Harald Welzer (Publizist, Soziologe, Sozialpsychologe), „Lob der Bedachtsamkeit“, Essay, „SPIEGEL“ Nr. 19/7.5.2022, S.108ff.

„Wie müsste der ›Kompromiss‹ aussehen, den Sie fordern?
Ein ordentlicher Waffenstillstand, Verhandlungen, die die Würde des Menschen achten. Der Westfälische Friede [1648, beendete den Dreißigjährigen Krieg] war auch ein Kompromiss. Der ultimative Sieg wäre aber der Sieg der Vernunft!“

Der Kabarettist Gerhard Polt im Interview mit „Frankfurter Allgemeine Zeitung“ („FAZ“),7.5.2022, S.11.

„Wenn es zum Marschieren kommt, wissen viele nicht
Daß ihr Feind an ihrer Spitze marschiert.
Die Stimme, die sie kommandiert
Ist die Stimme ihres Feindes.
Der da vom Feind spricht
Ist selber ein Feind.“

Bertolt Brecht, Svendborger Gedichte, 1939.
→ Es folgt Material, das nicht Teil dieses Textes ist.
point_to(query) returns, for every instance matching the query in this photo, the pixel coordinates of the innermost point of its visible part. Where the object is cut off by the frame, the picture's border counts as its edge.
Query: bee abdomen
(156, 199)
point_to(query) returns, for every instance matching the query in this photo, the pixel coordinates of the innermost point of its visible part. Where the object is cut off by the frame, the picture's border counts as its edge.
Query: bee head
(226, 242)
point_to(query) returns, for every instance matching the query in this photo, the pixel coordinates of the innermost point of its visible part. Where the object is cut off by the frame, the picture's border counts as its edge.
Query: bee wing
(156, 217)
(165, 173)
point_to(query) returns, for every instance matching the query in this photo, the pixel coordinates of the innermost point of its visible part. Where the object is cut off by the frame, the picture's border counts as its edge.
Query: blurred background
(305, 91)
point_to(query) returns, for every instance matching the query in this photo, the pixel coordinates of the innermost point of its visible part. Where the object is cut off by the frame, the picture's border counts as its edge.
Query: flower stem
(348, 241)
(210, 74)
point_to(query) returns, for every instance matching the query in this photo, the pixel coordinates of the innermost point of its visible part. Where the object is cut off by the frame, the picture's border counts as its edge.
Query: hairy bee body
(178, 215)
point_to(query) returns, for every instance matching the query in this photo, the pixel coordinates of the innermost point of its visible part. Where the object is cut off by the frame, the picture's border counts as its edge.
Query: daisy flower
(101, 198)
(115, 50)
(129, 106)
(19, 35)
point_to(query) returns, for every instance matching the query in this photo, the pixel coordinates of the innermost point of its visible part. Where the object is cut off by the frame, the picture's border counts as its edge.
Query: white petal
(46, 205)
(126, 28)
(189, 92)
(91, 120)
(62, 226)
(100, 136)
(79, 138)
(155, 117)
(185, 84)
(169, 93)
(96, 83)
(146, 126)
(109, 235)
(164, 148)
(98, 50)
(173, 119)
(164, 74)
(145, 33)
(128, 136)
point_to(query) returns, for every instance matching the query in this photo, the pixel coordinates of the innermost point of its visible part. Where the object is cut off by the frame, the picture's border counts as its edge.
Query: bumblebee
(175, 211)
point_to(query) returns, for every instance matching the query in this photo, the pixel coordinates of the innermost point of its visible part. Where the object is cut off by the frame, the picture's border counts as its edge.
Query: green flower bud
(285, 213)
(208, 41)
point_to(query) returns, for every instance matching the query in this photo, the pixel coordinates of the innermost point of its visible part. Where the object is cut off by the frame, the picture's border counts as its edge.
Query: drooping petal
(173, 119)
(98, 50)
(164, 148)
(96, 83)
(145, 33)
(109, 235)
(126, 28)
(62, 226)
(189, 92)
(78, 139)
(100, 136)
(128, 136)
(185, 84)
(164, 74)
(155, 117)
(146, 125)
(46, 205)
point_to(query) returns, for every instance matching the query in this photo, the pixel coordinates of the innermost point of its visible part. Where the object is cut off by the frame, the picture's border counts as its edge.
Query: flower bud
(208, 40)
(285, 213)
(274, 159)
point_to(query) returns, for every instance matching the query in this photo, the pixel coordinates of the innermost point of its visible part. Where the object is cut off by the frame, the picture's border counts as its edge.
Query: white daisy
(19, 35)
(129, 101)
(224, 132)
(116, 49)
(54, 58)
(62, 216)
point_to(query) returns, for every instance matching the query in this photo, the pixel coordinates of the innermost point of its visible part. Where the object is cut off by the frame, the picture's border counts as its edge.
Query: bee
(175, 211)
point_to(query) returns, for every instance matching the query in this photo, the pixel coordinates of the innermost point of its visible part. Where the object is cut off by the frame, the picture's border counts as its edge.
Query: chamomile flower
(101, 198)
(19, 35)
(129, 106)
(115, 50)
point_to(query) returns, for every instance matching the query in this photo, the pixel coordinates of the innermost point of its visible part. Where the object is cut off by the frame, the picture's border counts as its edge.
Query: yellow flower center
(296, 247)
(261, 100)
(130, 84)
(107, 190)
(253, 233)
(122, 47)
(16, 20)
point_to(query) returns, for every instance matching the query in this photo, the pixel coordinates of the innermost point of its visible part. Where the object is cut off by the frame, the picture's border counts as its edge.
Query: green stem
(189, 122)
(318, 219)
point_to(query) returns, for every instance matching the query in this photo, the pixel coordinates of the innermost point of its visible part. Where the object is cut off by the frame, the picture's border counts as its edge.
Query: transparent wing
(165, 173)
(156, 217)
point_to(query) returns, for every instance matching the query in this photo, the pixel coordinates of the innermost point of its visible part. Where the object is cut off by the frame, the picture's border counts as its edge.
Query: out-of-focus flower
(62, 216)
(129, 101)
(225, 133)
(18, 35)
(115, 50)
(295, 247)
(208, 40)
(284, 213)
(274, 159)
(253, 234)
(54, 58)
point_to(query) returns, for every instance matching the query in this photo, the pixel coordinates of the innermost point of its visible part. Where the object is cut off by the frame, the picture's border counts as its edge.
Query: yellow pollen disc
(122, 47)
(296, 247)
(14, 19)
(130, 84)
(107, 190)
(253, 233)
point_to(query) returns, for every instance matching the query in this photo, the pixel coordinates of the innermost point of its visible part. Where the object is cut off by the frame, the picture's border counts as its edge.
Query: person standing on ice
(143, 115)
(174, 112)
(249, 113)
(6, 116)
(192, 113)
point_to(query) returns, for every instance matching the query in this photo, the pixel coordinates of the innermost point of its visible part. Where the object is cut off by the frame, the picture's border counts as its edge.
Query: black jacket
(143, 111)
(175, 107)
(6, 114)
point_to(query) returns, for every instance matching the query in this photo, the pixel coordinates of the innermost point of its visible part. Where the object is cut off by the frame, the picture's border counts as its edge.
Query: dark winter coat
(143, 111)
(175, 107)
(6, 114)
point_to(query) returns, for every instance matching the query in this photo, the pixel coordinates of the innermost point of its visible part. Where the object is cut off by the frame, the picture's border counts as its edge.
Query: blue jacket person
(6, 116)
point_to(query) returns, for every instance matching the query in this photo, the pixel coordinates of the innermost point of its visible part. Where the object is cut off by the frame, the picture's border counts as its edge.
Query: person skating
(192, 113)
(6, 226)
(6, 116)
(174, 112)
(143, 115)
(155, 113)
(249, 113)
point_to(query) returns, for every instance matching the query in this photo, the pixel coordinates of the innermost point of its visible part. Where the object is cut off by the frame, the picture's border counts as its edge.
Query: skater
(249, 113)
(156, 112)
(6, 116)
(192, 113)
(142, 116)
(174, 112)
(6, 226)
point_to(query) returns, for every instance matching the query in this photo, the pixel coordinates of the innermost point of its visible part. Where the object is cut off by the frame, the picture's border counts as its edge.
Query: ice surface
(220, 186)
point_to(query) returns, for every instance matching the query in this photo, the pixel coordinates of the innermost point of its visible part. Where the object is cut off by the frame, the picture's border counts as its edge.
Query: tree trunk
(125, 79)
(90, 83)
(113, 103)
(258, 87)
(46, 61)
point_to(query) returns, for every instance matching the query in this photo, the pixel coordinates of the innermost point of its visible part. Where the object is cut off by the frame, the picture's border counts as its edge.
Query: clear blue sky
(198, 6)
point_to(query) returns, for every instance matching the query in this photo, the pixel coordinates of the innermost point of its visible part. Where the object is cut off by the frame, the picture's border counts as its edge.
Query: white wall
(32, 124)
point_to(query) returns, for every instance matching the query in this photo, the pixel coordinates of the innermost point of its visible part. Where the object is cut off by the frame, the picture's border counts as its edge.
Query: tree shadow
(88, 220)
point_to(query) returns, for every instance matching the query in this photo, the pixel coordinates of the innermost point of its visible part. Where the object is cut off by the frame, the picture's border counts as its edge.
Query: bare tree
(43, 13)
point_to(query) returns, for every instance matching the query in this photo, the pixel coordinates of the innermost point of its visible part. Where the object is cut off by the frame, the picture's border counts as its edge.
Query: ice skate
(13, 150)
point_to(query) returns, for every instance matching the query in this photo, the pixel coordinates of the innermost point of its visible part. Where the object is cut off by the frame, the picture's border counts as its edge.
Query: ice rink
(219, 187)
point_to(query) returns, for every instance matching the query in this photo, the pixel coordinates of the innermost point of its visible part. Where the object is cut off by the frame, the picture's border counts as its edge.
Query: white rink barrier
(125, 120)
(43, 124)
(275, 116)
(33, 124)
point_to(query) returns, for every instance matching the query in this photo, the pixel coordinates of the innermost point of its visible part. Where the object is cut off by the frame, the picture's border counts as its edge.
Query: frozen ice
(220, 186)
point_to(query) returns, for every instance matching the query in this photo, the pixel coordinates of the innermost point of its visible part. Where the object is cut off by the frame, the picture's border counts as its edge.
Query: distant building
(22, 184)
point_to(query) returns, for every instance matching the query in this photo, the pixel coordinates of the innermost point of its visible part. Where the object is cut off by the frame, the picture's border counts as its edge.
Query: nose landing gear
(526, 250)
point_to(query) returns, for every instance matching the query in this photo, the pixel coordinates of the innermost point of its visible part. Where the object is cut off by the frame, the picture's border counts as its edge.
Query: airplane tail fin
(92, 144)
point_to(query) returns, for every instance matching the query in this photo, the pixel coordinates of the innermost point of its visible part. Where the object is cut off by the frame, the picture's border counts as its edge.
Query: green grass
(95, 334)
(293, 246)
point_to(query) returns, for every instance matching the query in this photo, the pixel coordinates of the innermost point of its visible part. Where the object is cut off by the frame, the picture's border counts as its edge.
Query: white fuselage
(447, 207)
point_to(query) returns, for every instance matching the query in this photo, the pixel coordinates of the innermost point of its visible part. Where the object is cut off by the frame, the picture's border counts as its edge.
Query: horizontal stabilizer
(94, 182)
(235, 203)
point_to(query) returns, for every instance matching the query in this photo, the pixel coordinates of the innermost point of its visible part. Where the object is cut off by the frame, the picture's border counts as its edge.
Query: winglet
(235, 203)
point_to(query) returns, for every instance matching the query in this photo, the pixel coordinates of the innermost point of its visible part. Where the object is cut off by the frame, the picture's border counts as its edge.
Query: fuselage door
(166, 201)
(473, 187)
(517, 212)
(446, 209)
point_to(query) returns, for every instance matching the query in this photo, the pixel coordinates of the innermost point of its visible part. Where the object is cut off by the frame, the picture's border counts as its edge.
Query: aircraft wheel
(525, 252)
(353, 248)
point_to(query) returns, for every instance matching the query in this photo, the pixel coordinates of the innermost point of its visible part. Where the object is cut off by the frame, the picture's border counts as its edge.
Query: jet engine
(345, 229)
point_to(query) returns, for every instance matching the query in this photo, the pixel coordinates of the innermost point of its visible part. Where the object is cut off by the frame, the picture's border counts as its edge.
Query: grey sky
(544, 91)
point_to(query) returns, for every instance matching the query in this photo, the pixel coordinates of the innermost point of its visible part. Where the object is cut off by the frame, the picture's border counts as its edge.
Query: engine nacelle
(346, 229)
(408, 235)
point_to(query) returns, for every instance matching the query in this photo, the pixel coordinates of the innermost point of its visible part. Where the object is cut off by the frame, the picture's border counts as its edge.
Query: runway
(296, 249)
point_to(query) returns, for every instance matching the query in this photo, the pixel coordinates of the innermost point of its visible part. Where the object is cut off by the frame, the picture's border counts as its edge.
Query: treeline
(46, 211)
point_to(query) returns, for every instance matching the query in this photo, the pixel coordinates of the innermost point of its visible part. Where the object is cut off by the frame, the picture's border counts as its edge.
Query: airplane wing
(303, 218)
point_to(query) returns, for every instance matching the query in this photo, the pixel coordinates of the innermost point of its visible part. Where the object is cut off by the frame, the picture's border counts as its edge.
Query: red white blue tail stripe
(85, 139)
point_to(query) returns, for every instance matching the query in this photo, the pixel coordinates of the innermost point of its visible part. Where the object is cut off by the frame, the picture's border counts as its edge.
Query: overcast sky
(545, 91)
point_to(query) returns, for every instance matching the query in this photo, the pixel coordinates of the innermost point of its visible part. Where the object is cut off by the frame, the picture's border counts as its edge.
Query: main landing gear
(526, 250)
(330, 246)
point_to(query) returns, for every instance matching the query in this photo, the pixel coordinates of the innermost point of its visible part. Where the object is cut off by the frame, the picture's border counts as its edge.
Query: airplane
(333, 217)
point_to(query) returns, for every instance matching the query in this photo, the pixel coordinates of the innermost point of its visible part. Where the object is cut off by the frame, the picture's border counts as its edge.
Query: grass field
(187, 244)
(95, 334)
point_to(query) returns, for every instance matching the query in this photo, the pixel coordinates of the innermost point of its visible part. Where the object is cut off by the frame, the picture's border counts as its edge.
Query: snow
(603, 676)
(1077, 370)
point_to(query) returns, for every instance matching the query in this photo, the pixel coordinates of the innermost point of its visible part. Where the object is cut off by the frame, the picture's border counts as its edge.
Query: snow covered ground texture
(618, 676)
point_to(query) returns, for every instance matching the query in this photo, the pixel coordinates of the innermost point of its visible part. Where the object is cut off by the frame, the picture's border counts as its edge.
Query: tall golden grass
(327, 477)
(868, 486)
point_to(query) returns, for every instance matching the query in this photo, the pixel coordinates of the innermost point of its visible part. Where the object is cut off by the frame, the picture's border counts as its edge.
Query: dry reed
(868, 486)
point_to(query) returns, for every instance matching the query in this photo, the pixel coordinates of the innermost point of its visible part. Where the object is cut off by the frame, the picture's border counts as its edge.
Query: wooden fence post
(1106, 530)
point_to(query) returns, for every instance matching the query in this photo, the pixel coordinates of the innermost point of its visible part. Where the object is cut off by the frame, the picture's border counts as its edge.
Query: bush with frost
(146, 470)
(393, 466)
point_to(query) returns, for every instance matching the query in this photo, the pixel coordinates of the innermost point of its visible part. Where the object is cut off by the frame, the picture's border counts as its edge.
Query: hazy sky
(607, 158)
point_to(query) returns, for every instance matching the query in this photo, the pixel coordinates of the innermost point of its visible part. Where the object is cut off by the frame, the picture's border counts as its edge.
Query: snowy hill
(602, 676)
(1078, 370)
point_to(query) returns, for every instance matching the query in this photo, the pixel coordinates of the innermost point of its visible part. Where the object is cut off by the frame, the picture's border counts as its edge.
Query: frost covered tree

Ohne eine reflektierte Erinnerung läßt sich nicht kultiviert leben. Uneingelöstes drängt im besseren Fall rational zur Verwirklichung. Übel können beseitigt, schlummernde Hoffnungen geweckt und in die Tat umgesetzt werden.

Der 8. Mai 1945 ist das historisch nach wie vor bedenkenswerte Datum für die Befreiung von Faschismus und Krieg. Er konstituiert das „Nie

Wieder!“ sowie das „Wehret den Anfängen!“ von politischer Diktatur, menschenverachtender Hetze, Weltkrieg, Massenvernichtung, umfassender Gewalt und Zerstörung. Der 8. Mai ist eine positive historische Zäsur.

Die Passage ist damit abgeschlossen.